El acto de “vender” está presente en todas las tareas humanas, aunque habitualmente se lo asocie a dinámicas comerciales. La Venta constituye un ejercicio de relacionamiento social, y el hombre es ante todo, un Ser de carácter social. Cuando se relaciona con su congéneres trata siempre de vender algo: una idea, un bien, un estado de ánimo, una interpretación de las cosas, un argumento, una disculpa, un trabajo, etc. La Venta, en la forma de cualquiera de las cosas que se transe, se perfecciona cuando otra persona Acepta aquello que se está ofreciendo. Así se completa el circuito que construye el tejido social.
Suponer que alguien pueda transitar satisfactoriamente por la Vida sin habilidades de Ventas es un error de enorme consideración y suponer que las Ventas constituyen un ejercicio reservado a ciertos oficios pasa de ser un error a constituirse en una trampa. Ninguna persona puede alcanzar un básico equilibrio de vida si no sabe vender, porque finalmente no podrá perfeccionar sus intereses, cualquiera que estos fueren. Al menos no podrá hacerlo en la lógica social que gobierna la civilización humana.
La actividad de Ventas permite el desarrollo de las personas también en su dimensión estrictamente humana, porque en los hechos cada instante la gente vende un “estado” físico, emocional o incluso espiritual.
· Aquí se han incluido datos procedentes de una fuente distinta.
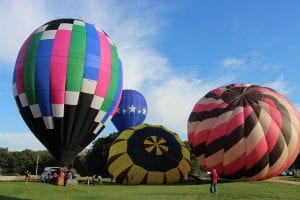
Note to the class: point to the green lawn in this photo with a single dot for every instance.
(230, 191)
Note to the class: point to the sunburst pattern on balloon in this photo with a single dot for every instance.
(148, 154)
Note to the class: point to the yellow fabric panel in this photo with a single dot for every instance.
(184, 166)
(173, 175)
(136, 174)
(155, 177)
(120, 164)
(117, 148)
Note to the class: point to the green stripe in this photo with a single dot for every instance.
(113, 84)
(29, 68)
(76, 58)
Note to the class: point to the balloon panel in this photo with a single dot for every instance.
(246, 132)
(148, 154)
(132, 110)
(67, 84)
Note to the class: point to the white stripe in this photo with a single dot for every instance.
(97, 129)
(23, 99)
(79, 22)
(108, 120)
(71, 97)
(97, 102)
(58, 110)
(48, 35)
(35, 110)
(48, 121)
(88, 86)
(15, 89)
(65, 26)
(42, 28)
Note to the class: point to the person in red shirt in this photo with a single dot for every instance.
(214, 180)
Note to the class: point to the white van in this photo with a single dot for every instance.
(48, 171)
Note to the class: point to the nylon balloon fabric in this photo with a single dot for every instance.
(148, 154)
(132, 110)
(67, 83)
(245, 132)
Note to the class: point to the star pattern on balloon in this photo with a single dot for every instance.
(156, 144)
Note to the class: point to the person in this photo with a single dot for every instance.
(27, 175)
(214, 180)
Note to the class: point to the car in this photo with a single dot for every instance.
(48, 171)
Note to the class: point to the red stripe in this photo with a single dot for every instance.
(202, 107)
(235, 165)
(257, 153)
(274, 131)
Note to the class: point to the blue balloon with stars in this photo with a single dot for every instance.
(132, 110)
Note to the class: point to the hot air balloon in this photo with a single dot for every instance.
(67, 84)
(245, 132)
(148, 154)
(132, 110)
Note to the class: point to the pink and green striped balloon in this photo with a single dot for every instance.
(67, 84)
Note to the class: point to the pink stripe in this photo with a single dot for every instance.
(257, 153)
(239, 119)
(208, 107)
(235, 165)
(105, 66)
(275, 125)
(58, 66)
(20, 66)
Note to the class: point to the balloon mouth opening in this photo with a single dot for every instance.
(242, 96)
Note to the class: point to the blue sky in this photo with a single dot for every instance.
(174, 52)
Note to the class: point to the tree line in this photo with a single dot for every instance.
(88, 162)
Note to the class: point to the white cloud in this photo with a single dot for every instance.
(280, 85)
(233, 62)
(19, 141)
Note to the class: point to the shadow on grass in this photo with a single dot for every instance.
(10, 198)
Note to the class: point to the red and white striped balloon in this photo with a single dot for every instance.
(245, 132)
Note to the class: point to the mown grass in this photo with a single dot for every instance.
(241, 190)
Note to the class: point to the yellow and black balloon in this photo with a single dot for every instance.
(148, 154)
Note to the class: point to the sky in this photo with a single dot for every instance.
(173, 51)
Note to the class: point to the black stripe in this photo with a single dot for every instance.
(259, 166)
(203, 115)
(81, 113)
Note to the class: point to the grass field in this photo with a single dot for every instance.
(230, 191)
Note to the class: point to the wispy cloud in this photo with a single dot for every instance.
(233, 62)
(280, 85)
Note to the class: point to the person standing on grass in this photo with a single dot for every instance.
(214, 180)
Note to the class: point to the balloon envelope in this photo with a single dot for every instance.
(245, 132)
(67, 83)
(148, 154)
(132, 110)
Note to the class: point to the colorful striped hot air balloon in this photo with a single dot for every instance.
(245, 132)
(132, 110)
(67, 84)
(148, 154)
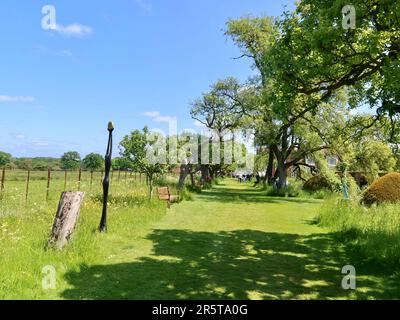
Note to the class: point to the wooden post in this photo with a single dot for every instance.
(66, 218)
(79, 178)
(27, 185)
(48, 183)
(106, 181)
(3, 176)
(65, 180)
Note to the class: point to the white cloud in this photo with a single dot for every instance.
(157, 117)
(74, 29)
(40, 142)
(198, 124)
(60, 53)
(145, 6)
(16, 98)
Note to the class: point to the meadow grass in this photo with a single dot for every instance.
(25, 229)
(373, 231)
(228, 242)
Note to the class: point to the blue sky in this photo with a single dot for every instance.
(135, 62)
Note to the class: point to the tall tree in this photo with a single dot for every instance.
(147, 153)
(5, 158)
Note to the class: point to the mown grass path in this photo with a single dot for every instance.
(231, 242)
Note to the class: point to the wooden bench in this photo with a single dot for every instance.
(164, 193)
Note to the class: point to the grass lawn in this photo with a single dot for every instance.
(231, 242)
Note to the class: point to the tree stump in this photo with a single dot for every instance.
(66, 218)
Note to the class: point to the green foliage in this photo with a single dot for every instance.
(5, 158)
(317, 183)
(372, 157)
(140, 148)
(373, 232)
(93, 162)
(384, 190)
(39, 163)
(70, 160)
(122, 163)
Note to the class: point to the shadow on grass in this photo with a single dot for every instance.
(222, 194)
(229, 265)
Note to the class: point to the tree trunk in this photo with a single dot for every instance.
(205, 174)
(182, 176)
(150, 184)
(282, 175)
(270, 168)
(66, 218)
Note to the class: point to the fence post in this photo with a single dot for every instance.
(27, 185)
(65, 180)
(79, 179)
(3, 176)
(48, 183)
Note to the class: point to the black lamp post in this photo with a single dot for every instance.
(106, 181)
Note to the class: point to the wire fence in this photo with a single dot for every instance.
(26, 185)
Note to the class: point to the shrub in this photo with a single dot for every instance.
(373, 232)
(317, 183)
(384, 190)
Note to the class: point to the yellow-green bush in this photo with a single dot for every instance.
(384, 190)
(316, 183)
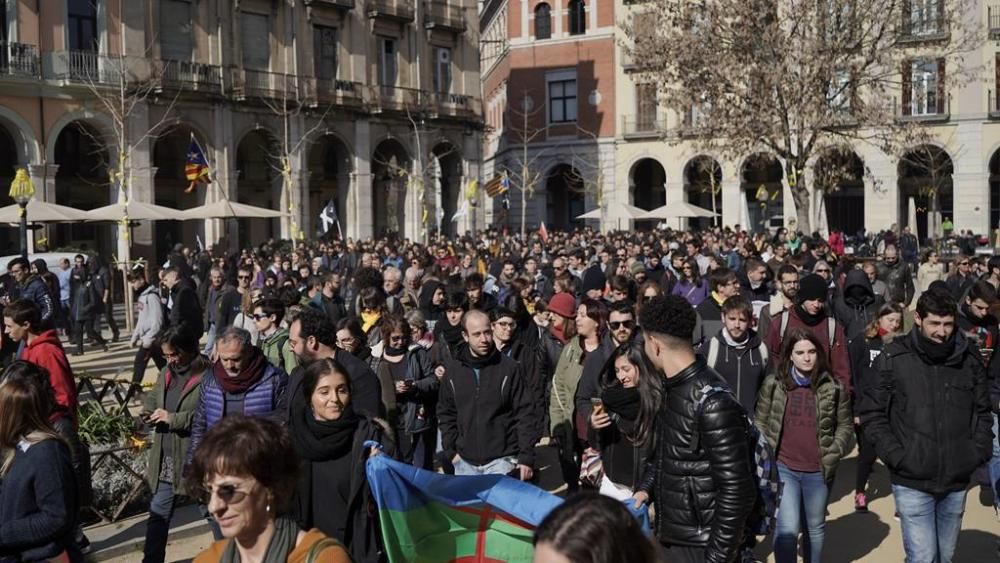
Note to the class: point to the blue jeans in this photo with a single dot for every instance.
(930, 523)
(801, 490)
(499, 466)
(994, 464)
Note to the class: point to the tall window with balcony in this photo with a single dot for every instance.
(577, 17)
(923, 87)
(645, 101)
(387, 65)
(562, 97)
(442, 70)
(543, 21)
(81, 23)
(175, 30)
(325, 52)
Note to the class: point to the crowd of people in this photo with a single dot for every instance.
(645, 359)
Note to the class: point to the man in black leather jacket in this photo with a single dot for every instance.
(704, 494)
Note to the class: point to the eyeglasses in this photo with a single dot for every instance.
(228, 494)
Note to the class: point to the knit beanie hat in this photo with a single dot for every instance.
(563, 304)
(811, 287)
(593, 278)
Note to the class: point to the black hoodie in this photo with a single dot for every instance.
(856, 305)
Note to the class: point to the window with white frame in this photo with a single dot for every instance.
(924, 87)
(562, 96)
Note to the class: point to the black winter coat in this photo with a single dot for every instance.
(488, 416)
(703, 496)
(856, 305)
(930, 422)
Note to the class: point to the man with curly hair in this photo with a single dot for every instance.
(699, 473)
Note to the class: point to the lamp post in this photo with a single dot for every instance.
(21, 191)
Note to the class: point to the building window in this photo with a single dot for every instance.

O bien lo vende a los demás o, lo que es más importante, lo vende a sí mismo. La “aceptación” es elemento central en la lógica de las Ventas y conseguirla exige el crecimiento holístico de los individuos. Este crecimiento se genera a partir de la optimización del “producto” que quiere venderse. Nunca faltan (más todo lo contrario), aquellos que argumentan sobre la futilidad de conseguir la aceptación de los demás y la necesidad de ser “genuinos y originales”, pero estos argumentos desconocen dos hechos trascendentales de la naturaleza humana: en primer lugar su ineludible carácter social y la necesidad que en este sentido emerge de relacionarse “exitosamente” con los demás y, en segundo lugar, el imperativo de aceptarse uno mismo, de ser un “producto” que finalmente no genere el rechazo propio. Estos hechos conducen necesariamente al desarrollo, nunca a la involución
La VIDA, cada día, cada instante ofrece algo, vende algo, y el costo de adquirirlo es insignificante, radica en algo muy sencillo: Aceptarlo. La Vida es un vendedor que toca todos los días la puerta de la casa ofreciendo todo lo que está a disposición en el universo, y día por día se le cierra la puerta en las narices, aun cuando coloca el pie para tratar de evitarlo. Y sí, la Vida es un vendedor de cosas buenas, es en realidad el único vendedor que se extrañará cuando deje de tocar la puerta.